In my opinion the political mindset is not determined by age. There are young people with backward ideas and older people with fresh and progressive ones. What is important is to be open minded and to truly value the fundamental European principles in all domains, including culture. Thus, it is not democratic to support some kinds of art and not others financially, for example to support concerts of classical music and not of rock music. Because citizens are free to like whatever style of music they want and politicians should respect their choices by distributing funds in a fair way. While progressive way of thinking is the most important thing for balanced policies, age is also important for another reason. Young politicians tend to be more up to date regarding the evolution of technology, web platforms, etc., something rather important in order to understand some of the current problems and to search their solutions. 

In the article ‘Culture, creativity and coronavirus: time for EU action’ for the newsletter ‘Social Europe’ Elena Polivtseva, head of the lobbying organisation ‘International Network for Contemporary Performing Arts’, stated: “What has been lacking, however, is a focus on those who ‘make’ culture—the artists and cultural professionals.” You are yourself an actor, what are your observations according to the remark of Polivtseva in reference to the political landscape in Brussels and elsewhere in Europe?
I agree with her point of view.

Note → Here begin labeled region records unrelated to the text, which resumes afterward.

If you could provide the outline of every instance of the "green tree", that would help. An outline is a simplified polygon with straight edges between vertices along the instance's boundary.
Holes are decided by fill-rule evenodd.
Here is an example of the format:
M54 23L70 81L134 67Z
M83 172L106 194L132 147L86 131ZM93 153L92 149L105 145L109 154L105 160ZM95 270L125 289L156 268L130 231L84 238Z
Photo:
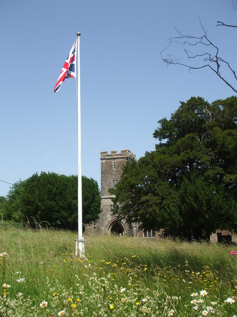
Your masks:
M82 176L83 224L95 220L100 211L100 194L92 178ZM78 177L55 173L38 173L13 184L2 205L4 219L33 224L48 223L54 227L78 228Z
M208 238L237 224L237 98L181 103L158 121L156 151L128 162L111 192L115 213L167 235Z

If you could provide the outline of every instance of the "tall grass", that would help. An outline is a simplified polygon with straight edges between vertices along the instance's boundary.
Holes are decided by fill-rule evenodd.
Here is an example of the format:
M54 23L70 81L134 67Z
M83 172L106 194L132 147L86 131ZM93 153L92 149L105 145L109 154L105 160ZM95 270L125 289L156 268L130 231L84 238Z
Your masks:
M1 229L0 317L237 315L233 247L89 236L80 259L76 236Z

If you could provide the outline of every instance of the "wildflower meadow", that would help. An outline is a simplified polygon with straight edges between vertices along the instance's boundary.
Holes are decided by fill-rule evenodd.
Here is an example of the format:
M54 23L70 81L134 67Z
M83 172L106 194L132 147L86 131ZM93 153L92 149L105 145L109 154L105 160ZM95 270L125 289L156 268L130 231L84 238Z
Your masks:
M0 228L0 317L237 316L235 246L76 236Z

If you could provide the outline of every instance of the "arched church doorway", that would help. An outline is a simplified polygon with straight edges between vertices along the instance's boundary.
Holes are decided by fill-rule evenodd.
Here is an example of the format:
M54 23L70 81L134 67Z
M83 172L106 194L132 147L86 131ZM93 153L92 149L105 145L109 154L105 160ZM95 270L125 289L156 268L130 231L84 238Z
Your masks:
M118 222L115 222L112 226L110 229L111 233L114 234L122 234L123 233L123 230L122 230L122 226Z
M107 232L108 233L122 235L126 234L126 229L123 224L117 219L113 219L107 226Z

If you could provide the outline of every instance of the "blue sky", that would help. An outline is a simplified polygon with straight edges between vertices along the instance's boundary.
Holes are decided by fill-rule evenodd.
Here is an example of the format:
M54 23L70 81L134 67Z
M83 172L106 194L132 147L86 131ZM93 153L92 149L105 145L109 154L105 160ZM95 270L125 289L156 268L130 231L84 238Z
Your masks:
M1 0L0 180L77 174L75 80L53 92L78 31L82 173L100 186L101 151L128 149L139 158L180 101L234 94L209 70L167 67L160 54L174 26L201 35L199 17L236 69L236 31L216 25L237 24L237 16L232 0ZM0 182L0 196L10 186Z

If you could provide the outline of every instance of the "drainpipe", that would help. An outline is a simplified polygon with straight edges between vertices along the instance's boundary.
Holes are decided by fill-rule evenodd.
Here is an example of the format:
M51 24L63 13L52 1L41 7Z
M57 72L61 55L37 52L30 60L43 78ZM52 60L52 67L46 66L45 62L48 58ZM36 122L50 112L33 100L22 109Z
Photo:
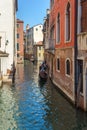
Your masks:
M78 48L77 48L77 24L78 24L78 0L75 0L75 36L74 36L74 86L75 86L75 105L77 101L77 54L78 54Z

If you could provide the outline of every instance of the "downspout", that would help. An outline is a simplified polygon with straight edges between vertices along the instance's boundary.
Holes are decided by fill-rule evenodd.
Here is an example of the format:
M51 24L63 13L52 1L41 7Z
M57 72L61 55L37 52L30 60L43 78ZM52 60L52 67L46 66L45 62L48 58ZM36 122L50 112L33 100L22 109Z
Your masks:
M75 0L75 36L74 36L74 86L75 86L75 105L77 104L77 55L78 55L78 48L77 48L77 24L78 24L78 0Z

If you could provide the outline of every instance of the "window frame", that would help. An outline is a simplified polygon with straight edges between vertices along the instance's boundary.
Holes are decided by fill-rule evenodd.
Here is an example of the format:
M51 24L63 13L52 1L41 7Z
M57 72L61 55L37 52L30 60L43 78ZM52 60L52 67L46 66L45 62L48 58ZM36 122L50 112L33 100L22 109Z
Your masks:
M57 57L56 59L56 70L60 72L60 58L59 57Z
M67 61L69 61L69 66L67 66L68 65ZM68 77L70 77L70 75L71 75L71 60L70 60L70 58L67 58L65 61L65 75Z
M69 6L69 7L68 7ZM69 24L67 23L67 9L69 8ZM69 29L67 30L67 26L69 25ZM67 38L69 35L69 38ZM71 4L70 2L67 3L66 10L65 10L65 42L68 43L71 41Z

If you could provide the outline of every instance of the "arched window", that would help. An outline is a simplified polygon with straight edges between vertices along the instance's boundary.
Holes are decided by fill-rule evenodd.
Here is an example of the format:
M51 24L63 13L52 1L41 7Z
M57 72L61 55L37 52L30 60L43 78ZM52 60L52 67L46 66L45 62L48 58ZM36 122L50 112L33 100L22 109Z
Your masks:
M66 8L66 41L70 40L70 3Z
M60 14L57 16L57 43L60 42Z
M70 60L66 60L66 74L70 75Z

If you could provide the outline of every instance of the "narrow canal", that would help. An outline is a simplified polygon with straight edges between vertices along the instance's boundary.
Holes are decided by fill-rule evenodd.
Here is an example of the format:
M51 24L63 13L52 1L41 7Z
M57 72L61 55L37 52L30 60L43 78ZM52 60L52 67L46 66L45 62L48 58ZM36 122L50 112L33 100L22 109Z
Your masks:
M0 130L87 130L76 110L51 81L39 82L38 65L18 65L14 86L0 88Z

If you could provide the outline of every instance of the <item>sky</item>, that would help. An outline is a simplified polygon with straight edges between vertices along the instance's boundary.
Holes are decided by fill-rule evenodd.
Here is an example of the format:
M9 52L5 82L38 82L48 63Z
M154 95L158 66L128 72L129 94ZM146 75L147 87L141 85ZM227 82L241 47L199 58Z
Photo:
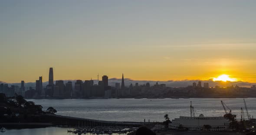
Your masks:
M255 0L1 0L0 81L256 82Z

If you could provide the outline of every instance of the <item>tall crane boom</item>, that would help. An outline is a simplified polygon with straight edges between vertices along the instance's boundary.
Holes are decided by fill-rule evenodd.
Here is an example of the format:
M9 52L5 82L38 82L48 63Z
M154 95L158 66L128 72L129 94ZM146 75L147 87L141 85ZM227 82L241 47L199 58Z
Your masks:
M248 113L248 110L247 109L247 106L246 105L246 103L245 102L245 100L244 100L244 99L243 99L243 102L244 103L244 106L245 107L245 110L246 111L246 114L247 116L247 117L248 118L248 119L250 120L251 119L251 118L250 118L250 115L249 115L249 113Z
M226 114L228 114L229 113L226 110L226 107L227 109L228 109L229 110L230 110L230 112L229 113L231 113L231 109L230 109L228 106L226 105L225 103L224 103L224 102L223 102L223 101L222 101L222 100L220 100L220 102L221 103L221 104L222 104L222 106L223 106L223 108L224 109L224 110L225 111L225 112L226 113Z

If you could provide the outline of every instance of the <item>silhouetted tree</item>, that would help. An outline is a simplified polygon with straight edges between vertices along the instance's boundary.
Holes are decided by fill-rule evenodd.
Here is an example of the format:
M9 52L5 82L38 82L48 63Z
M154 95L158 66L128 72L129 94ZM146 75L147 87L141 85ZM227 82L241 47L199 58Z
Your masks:
M135 135L155 135L156 134L154 133L151 130L143 126L139 128L136 132Z
M169 116L168 114L166 114L164 116L164 119L165 119L165 121L163 122L163 124L164 124L164 125L165 125L166 127L167 127L169 123L171 122L170 118L169 118Z
M49 107L48 109L46 110L46 112L51 113L51 114L54 114L57 112L57 111L53 108L53 107Z
M14 99L14 102L17 106L20 107L21 105L24 104L26 101L23 96L21 95L18 95L17 94L15 94L13 96Z

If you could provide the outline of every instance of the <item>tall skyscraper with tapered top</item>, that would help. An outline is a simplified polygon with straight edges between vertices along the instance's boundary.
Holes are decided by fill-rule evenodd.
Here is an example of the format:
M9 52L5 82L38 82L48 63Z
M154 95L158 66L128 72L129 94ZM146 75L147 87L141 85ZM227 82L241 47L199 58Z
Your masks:
M49 84L53 86L53 68L50 68L50 70L49 71Z
M123 75L122 76L122 83L121 84L121 91L122 96L124 96L125 89L125 80L124 79L124 74L123 74Z
M124 80L124 74L122 76L122 84L121 84L121 89L125 88L125 80Z

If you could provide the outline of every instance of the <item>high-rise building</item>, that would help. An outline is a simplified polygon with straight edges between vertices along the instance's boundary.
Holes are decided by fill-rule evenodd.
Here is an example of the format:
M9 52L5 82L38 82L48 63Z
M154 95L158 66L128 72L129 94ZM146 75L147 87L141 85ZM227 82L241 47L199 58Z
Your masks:
M104 84L104 87L108 87L108 77L106 75L104 75L102 77L102 81Z
M197 83L194 82L193 84L193 88L195 88L197 87Z
M36 92L39 93L40 91L40 80L36 80Z
M120 83L115 83L115 96L117 97L120 95Z
M122 83L121 84L121 92L122 96L125 95L125 79L124 79L124 74L122 75Z
M85 80L83 84L82 95L84 97L91 97L92 95L93 80Z
M120 83L115 83L115 89L117 90L120 89Z
M56 81L56 86L59 86L59 97L64 96L64 91L65 85L63 80L59 80Z
M139 83L136 83L135 84L135 87L139 87Z
M25 90L25 87L24 87L24 80L22 80L21 81L21 86L20 88L21 89L22 89L23 90Z
M146 87L150 87L150 84L149 84L149 83L146 83Z
M198 84L197 84L197 87L200 88L202 87L202 82L201 82L201 81L200 81L198 82Z
M209 88L209 83L203 83L203 87L205 88L207 88L207 89Z
M53 68L50 68L49 71L49 84L52 86L54 85L54 84L53 83Z
M73 96L82 97L83 82L81 80L78 80L75 83L75 91L73 94Z
M122 83L121 84L121 89L125 89L125 79L124 79L124 74L122 75Z
M59 86L55 85L54 87L53 90L53 97L59 97Z
M43 77L39 77L39 81L40 81L40 94L43 91Z
M66 84L64 96L69 97L72 96L72 82L69 81Z

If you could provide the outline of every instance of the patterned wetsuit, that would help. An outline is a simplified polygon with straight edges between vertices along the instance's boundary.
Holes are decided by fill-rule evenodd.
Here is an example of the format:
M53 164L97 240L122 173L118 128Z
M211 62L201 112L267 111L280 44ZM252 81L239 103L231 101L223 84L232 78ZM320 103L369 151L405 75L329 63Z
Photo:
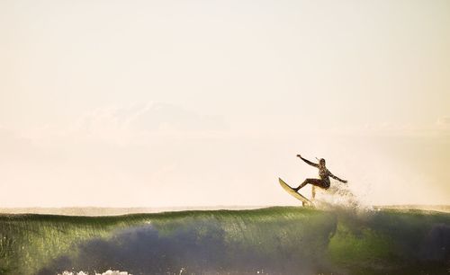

Although lately the EU texts recognize the importance of culture for both societal and personal well being as well as its contribution to the economy, this discourse is not consistently translated into concrete action. To recognize the contribution of culture means to recognize the contribution of the artists and cultural workers who create art, and, consequently, to sufficiently support them, especially during these difficult times. The Resolution which was voted by the European Parliament a year ago proposed that 2% of the budget for the national recovery plans should be attributed to the Creative and Cultural Sectors (CCS), since they were extremely heavily hit by the pandemic. It seems that the Commission did not encourage the MS in this direction. As far as the MS are concerned, the big differences regarding the support of CCS – which already existed across the EU – were magnified during the pandemic. The fact that artists used their creativity to find ways to continue to produce and offer art meant to some people that they don’t need substantial aid, since they are ‘resilient’, they are capable of adapting themselves and  surviving. However, the artists’ struggle for survival does not at all improve their ability to contribute to art nor to society.